For this purpose, the rotary tube 17 can have an external thread with such a steepness that no self-locking occurs - this nut then engages in a nut or driving device, not shown in the drawing, which is mounted in a suitable position in the handle 11 and which is free in one direction can rotate and is held in the other, for example by a ratchet. It can be seen that when the device is pulled apart, the simultaneous rotary movement of the clamping region 16 is brought about and only the axial displacement is effective when the device is brought together.

A prestressing spring 18 can also be provided, which is only indicated and is supported on both sides on an inner shoulder 19 of the handle 11 and on the other hand on a closing shoulder 20 of the rotary tube 17.

The twisting device also has an inner channel 21 which is guided from the receiving area 12 for the wire spool 13 to a mouth opening indicated at 22, so that when the wire spool 13 is inserted into the receiving part, for example, it is unwound from its inner turns, this wire 23 so far forward is led that it, from which state it was initially assumed, protrudes from the mouth opening 22 around a predetermined end region.
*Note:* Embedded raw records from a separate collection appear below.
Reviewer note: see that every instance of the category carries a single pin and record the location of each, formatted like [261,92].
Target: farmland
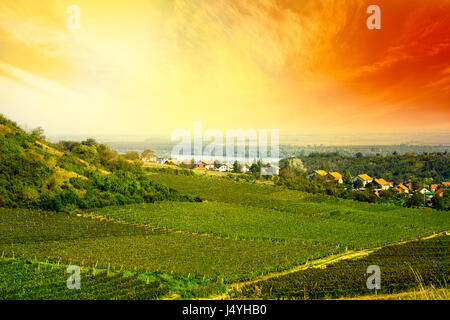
[240,231]
[403,267]
[343,228]
[144,249]
[28,279]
Furthermore, it is essential in the present invention that this jaw opening 22 is formed on the clamping area 16 by the fact that clamping means are provided which automatically act upon a pulling action take action area 11 into action. In the embodiment shown in the drawing, these clamping means are formed by two opposing clamping jaws 16a, 16b which, in their storage, which is formed by a cylindrical thickened extension of the rotary tube 17 themselves, comprise a cam guide in which they are slidably displaceable but so mounted that the Clamping jaws 16a, 16b are pressed against each other due to their loose storage. The exemplary embodiment shows two longitudinal slots 24 on each of the clamping jaws 16a, 16b with such an inclination that, with the bearing tube, stationary pins 25 which slide in the longitudinal slots loosen the jaws during a backward movement of the handle part 11 in a counter-movement. It goes without saying that any engagement mechanisms with cams which can be displaced along a curve can be provided here in order to achieve the desired clamping and, as will be explained further below, also clipping action on the wire ends.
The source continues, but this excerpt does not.